Is the so-called crisis at the BBC being overstated?

It’s a very dangerous time, as the advocates of privatisation see rich pickings here. The crisis is not being overstated, but the initial causes have provided a pretext for a marvellously hypocritical show of outrage, while recent blunders (bafflingly stupid) have also played into the hands of those who see an opportunity to take out the BBC. Everything needs to be done to keep the BBC in public ownership and to continue independent news reporting and political analysis.

What should the next Director-General prioritise?

First we have to have one, and the process of choosing him or her must be less clubby. I like the idea that candidates should present their principles and plans in public, and a full debate should follow before the decision is made. No rush, full disclosure.

In the meantime, a campaign team from among programme makers and journalists (“content-providers”), not managers or administrators, should form to develop a powerful manifesto for independent, publicly funded broadcasting and to look for the next DG or even an alternative structure of leadership.

What, if anything, does the David Petraeus affair tell us about men and power?

The most puzzling aspect of contemporary culture – and it has spread from the US as US cultural trends do – is the clash between pornography and puritanism. Sex is pushed, displayed, sold through the bodies of women, yet to do it is punishable by public disgrace. Regarding men and power, women used to be a perk of office, but now even when they themselves show every sign of wanting to play that part, everybody turns on everyone else to prevent them. I’d reverse the equation and have less public porn and more private sex (or, rather, love – though love is probably not much in play in this story).

Are there too many Etonians running Britain?

Yes, but it’s the kind of Etonians, too. There are others – and I wouldn’t want to name and shame them – who have very different ideas and, even, body language. The education at private schools like Eton gives a clear advantage, but the dominance of its pupils in positions of influence reflects even deeper inequalities that are getting deeper. If Ed Miliband and his team can find a remedy, it’d be as visionary a contribution as Beveridge.

How do you think the law emerges from this week’s Abu Qatada ruling?

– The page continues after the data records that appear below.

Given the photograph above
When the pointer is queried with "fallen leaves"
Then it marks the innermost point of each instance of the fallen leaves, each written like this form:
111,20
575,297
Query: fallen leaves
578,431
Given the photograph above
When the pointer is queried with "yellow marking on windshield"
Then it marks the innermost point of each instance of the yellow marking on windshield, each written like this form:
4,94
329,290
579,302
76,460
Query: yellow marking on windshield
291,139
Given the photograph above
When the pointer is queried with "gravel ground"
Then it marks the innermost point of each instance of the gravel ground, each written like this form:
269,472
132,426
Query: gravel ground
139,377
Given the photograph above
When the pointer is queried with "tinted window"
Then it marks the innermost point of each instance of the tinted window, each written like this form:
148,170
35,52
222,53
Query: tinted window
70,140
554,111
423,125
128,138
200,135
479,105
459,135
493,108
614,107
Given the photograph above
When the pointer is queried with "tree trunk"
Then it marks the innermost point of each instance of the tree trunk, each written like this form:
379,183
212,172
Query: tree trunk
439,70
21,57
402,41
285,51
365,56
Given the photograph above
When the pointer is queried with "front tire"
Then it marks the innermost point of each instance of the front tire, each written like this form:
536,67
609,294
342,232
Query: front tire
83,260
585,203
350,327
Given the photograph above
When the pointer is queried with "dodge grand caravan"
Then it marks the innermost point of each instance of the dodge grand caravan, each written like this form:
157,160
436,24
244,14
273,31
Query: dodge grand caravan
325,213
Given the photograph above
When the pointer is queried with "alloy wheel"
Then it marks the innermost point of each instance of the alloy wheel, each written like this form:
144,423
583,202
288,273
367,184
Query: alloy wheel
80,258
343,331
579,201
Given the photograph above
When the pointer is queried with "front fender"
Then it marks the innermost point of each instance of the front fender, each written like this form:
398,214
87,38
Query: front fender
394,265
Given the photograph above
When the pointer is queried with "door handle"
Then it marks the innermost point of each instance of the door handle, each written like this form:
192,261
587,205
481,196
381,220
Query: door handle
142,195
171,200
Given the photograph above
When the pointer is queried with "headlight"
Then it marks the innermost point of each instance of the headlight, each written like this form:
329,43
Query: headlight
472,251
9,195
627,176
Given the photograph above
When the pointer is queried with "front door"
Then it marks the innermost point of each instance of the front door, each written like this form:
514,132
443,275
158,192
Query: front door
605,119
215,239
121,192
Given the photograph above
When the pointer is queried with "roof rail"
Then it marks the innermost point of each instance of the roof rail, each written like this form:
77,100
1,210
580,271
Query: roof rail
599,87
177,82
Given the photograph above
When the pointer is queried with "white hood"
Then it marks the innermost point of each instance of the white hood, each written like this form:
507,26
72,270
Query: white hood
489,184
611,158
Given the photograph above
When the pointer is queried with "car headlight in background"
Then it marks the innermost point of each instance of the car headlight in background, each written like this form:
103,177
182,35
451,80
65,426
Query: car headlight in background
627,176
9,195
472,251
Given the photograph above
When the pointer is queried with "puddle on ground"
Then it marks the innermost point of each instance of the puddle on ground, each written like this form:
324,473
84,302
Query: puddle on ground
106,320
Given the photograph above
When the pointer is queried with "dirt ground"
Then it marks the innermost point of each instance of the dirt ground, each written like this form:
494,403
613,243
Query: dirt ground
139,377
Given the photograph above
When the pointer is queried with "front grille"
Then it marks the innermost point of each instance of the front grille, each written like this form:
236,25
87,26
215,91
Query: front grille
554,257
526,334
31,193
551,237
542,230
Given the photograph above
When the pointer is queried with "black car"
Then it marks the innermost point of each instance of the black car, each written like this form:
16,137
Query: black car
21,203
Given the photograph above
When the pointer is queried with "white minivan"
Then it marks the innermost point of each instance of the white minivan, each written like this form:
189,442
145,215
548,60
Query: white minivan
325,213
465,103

As Voltaire said, there’s little virtue in tolerating your like-minded friends. It’s tolerating the intolerable that tests the principle of equality before the law. The judges would certainly have ruled for deportation if they could have. We wage wars in other places in order to bring about the rule of law on which we pride ourselves, so it’s good when we observe it ourselves. Regarding terrorist suspects, a way must be found to charge them here with offences against British law and hear the evidence in open court.

The EU is backing proposals that 40 per cent of company directors be female. Do you agree?

Encouragement works. But it’s important to start earlier, as girls are still pushed to envision their futures narrowly (oh, the ghastliness of teen mags). Michelle Obama is a heroine when she stresses – to young women from poor backgrounds – the satisfactions of high achievement and ambition. Also, it would be interesting to ask for representation on boards of companies to reflect the composition of the workforce; in some cases, that might work out at more than 40 per cent.

Is it appropriate for an MP to go on I’m a Celebrity... Get me Out Of Here!?

Nadine Dorries has revealed the contempt and distaste the establishment has for popular culture, and that says more about the entertainment such shows provide than about the appropriate behaviour of MPs. If bread and circuses are so shameful for her, the rise of gladiatorial, humiliating, grotesque TV comedy needs to be halted. But MPs testing themselves with the kind of work their constituents do is a good idea: a stint as a hospital cleaner? As a Tube driver? An asylum seeker?

Will there ever be a solution to the Israel/Palestine conflict?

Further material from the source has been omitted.